There were mainly two limitations of the study design of this work: the time difference between the examinations at the two field strengths and that no precontrast T₁ values were measured. Both for ethical and study design purposes, the examinations at the two field strengths were conducted after a single (one) contrast agent injection. Thus they could not be performed at identical post-injection time delays. Efforts were made to minimize the time delay between examinations and the subjects were moved in a wheel chair between the examination rooms to avoid loading the knee and thus redistributing the contrast agent between measurements. The achieved time delay between examinations are within the previously reported plateau of dGEMRIC values between 2 h and 3 h after injection [27]. Although no statistically significant difference in T₁ was found due to timing differences in healthy volunteers, they may have increased the spread of the data as mentioned in the paragraph above. Precontrast T₁ values were not measured neither at 1.5 T nor 7 T. This choice was made as the addition of these measurements would make the visit and scan time unbearably long for the study subjects. Instead, it was prioritized to make it feasible to perform the examinations at the two field strengths in a single visit and after a single contrast agent injection. Previous work indicates that the precontrast T₁ value contributes little additional information compared to postcontrast values at both 1.5 T and 3 T in native cartilage [3, 28]. In repaired cartilage tissue, measurements of precontrast T₁ may be more important [29]. The importance of a precontrast T₁ value may need to be investigated further also at 7 T.
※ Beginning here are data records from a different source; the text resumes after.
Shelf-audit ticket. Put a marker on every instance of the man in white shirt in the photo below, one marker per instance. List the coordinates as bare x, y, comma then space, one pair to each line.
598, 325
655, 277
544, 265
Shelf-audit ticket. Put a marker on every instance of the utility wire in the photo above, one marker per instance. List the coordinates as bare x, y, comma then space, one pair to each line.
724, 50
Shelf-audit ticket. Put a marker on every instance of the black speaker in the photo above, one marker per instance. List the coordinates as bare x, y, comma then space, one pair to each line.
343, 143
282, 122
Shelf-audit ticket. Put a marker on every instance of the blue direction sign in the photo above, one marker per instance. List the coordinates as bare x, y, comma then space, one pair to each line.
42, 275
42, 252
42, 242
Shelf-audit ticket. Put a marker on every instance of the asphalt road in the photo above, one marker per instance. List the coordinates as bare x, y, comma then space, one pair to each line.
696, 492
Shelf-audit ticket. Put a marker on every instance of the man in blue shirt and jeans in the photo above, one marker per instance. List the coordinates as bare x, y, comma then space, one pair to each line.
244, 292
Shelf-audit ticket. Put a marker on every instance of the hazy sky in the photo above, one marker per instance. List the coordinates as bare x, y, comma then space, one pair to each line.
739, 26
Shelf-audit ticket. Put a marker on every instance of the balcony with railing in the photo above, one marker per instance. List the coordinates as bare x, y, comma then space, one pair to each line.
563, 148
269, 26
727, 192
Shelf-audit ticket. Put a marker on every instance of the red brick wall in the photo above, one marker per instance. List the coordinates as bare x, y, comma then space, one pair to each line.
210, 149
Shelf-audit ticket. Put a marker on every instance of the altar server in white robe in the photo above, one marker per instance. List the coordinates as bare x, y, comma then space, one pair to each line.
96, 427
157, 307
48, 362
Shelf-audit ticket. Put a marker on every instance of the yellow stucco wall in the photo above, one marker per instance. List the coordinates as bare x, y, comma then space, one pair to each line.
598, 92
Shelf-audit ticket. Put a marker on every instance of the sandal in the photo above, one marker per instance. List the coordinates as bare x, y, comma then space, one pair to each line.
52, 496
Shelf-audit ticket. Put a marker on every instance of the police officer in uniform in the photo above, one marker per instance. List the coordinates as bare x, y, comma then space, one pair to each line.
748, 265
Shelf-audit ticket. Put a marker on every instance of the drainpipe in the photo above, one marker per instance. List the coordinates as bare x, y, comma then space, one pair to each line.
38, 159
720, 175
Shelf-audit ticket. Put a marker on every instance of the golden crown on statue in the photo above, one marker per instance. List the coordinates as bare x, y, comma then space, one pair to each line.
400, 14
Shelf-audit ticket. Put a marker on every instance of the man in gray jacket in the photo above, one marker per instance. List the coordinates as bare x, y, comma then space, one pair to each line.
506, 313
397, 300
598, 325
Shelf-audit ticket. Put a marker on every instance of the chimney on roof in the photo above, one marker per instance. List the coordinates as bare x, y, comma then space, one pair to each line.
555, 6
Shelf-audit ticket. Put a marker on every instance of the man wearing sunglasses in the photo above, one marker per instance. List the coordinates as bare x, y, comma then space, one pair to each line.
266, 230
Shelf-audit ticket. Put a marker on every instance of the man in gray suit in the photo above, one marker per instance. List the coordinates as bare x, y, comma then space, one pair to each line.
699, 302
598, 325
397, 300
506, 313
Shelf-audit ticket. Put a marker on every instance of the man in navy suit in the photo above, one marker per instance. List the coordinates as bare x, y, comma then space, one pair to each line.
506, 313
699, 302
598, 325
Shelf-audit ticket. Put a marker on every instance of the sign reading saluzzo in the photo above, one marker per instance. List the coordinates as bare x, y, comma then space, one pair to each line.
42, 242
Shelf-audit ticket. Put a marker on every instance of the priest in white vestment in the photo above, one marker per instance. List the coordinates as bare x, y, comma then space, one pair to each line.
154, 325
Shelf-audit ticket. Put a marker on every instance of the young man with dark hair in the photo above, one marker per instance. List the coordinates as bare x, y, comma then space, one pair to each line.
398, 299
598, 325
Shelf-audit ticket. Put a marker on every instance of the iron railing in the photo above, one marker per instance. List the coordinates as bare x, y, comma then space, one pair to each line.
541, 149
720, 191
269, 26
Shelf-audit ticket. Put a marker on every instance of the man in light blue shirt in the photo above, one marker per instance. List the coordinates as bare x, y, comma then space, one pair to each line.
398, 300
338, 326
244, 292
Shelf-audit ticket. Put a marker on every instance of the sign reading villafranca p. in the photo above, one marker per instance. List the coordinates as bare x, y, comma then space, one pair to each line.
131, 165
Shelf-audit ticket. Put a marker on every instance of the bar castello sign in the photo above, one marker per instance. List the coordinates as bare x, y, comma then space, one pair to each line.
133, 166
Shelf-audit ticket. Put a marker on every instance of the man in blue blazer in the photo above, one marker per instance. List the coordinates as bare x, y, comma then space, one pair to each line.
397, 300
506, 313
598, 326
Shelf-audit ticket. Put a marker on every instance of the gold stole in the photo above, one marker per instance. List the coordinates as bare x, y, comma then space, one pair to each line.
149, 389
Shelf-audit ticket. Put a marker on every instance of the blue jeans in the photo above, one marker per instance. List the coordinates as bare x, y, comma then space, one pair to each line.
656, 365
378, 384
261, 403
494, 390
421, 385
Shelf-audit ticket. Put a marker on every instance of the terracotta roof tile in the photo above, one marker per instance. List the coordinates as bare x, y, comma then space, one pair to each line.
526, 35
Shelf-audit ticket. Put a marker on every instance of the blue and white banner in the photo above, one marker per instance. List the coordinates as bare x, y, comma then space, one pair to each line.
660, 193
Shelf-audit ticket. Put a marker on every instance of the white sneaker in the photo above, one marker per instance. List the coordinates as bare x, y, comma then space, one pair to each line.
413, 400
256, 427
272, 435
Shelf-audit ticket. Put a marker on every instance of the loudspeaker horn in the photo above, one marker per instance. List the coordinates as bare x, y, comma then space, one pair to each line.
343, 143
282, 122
In conclusion, T₁ mapping for use in the dGEMRIC method is feasible at 7 T with similar normalized T₁ values compared to at 1.5 T and with a strong correlation between T₁ values at 1.5 T and 7 T. However, the IR protocol at 7 T needs to be adapted to the longer T₁ values at this field strength. As a 3D alternative to IR at 7 T, LL is preferred and VFA is not recommended without further optimization of the method. For both 3D methods, B₁ correction is necessary for an accurate T₁ estimation. For LL and IR, careful B₀ shimming is crucial at 7 T.